8.Being in love: This topic is of course not that black and white. So, I’m now going to generalise a little bit, but keep in mind that when it comes to love, everyone has their own way. What I’ve noticed from my own experience, but also from noticing other people, is that there is a difference in how people express that they’re in love. Public affection in Italy is not unknown, it’s even quite common. In the Netherlands I don’t see public displays of affection that often. That doesn’t mean that people are less in love, it means that generally there is tendency to express it differently. Also, being jealous is demonstrated more openly in Italy, I would say, than in the Netherlands.

9.Living accomodation: Something I’ve noticed is that houses are more or less of equal size in both countries, but in the Netherlands there is often more focus on quality of furniture and decorations. Houses seem to be more frequently updated and modernised. In Italy, however, there is more focus on the garden or terrace. Because of the warmer weather people spend more time outdoors than in the Netherlands and therefore are perhaps less interested in their indoor furniture.
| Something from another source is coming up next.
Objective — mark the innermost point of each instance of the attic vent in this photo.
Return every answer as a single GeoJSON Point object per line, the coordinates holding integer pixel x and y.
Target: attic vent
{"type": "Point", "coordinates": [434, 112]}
10.Religion: Italy is a more religious country than the Netherlands. Catholicism is still an important part of their culture and community. Even though they don’t really strictly apply the rules that belong to this particular religion and sometimes people don’t even truly believe in God, it’s still such a meaningful aspect of their traditions. So they incoporate it into their life, regardless of their true beliefs. The Catholic part in the Netherlands is relatively small, but in general people go to church less or are not religious at all. I think that neither country is impacted in a negative way by their own approach. It seems to suit both places equally well.

With this last one I’d like to conclude this extensive post. If there’s another striking difference that you feel like sharing, you can write it in the comments.